As you maybe aware of recently Oracle has stopped commerical support for future releases of the Glassfish server. You can read the official announcement here and see a whole range of comments on the Internet herewith the usual selection of views ranging from ‘no big deal’ to ‘end of the world’. As a result GlassFish users may be considering moving to different application servers or at least looking at their options.
So I thought this was a good opportunity to share some technical information you may need to know prior to your server selection process. If you have the expertise knowledge on server side technologies, please feel free to skip this article.
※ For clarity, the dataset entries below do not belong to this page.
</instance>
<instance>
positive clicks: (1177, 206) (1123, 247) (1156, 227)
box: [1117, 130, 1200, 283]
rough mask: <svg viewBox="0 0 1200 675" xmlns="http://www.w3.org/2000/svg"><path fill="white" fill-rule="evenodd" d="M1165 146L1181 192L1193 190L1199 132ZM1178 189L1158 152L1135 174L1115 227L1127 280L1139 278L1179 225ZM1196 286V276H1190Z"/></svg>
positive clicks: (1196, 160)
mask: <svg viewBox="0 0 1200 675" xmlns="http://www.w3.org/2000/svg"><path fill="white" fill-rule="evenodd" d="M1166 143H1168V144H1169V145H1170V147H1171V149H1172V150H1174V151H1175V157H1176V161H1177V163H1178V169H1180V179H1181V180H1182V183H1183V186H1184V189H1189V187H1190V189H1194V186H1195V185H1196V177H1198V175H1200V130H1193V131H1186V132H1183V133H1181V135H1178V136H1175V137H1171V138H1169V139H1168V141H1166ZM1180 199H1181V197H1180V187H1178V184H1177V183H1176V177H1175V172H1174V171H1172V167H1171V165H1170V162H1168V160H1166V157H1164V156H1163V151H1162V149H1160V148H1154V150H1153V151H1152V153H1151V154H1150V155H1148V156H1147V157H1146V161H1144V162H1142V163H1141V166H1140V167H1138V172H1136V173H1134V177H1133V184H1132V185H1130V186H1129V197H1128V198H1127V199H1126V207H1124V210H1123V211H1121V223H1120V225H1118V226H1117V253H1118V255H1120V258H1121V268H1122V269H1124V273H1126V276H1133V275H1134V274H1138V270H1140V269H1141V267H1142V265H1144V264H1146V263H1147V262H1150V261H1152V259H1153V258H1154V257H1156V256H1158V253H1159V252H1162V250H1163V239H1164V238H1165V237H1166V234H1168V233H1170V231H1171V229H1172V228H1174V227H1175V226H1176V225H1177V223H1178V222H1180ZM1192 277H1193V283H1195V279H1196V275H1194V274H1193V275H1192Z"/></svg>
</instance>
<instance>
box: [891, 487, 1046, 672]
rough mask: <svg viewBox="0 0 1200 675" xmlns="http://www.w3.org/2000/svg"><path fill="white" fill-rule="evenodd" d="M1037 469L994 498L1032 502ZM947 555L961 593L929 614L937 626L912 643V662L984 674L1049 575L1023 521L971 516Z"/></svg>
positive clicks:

1. Number of concurrent users the system should support
This refers to the number of active users (Users interaction until the session has expired) who interact with the application server periodically.
When to move to on demand cloud access or increase the processing power ?
As you know, on demand cloud access is a little more expensive than the usual dedicated cloud/servers; However they can provide a high level of performance throughout the peak times; This point in above chart indicates when optimal performance is reached and beyond which throughput starts to degrade; So this would be the better time to move to an on demand access.
2. Average think time between requests
The average time a user spends for submitting one form to another. Think time may vary based on users for example web service clients have less think time than human users, therefore the average calculation is recommended to resolve the formula given next paragraph.
3. Average Response Time
The Response time refers to the amount of time an Application Server consumes to return the results of a request to the user.
The calculation for his can be summarized as a formula given below:
Tresponse = n/r – Tthink
n = Number of concurrent users (i.e 10,000)
r = number of requests per second the server receives (i.e 2000)
Tthink = average user think time in seconds (2)
Example: Tresponse = 10000/200 – 20 = 3sec
4. Requests per Minute
Once we know the response time and the thinking time then the request per minute can be revealed easily by working out the formula and multiplying the answer by 60, Requests per minute are inversely proportional to response time after the break even point is reached.
r = n/(Tresponse + Tthink)
so Request per minute = r*60 ;
5. Modularization/ componentized server
Good Application servers are expected to ensure that only those features required by the applications actually deployed when the server are initiated.
6. IDE tooling and GUI support
We always prefer visual components over scripts and IDE integration over custom ant tools.
Other Important factors included:
7. Technical support and documentation
8. Parallel developments with Java EE components
9. Security and authentication
For more details on this you can refer to the oracle technical documentation site.
How do you select your java applications server?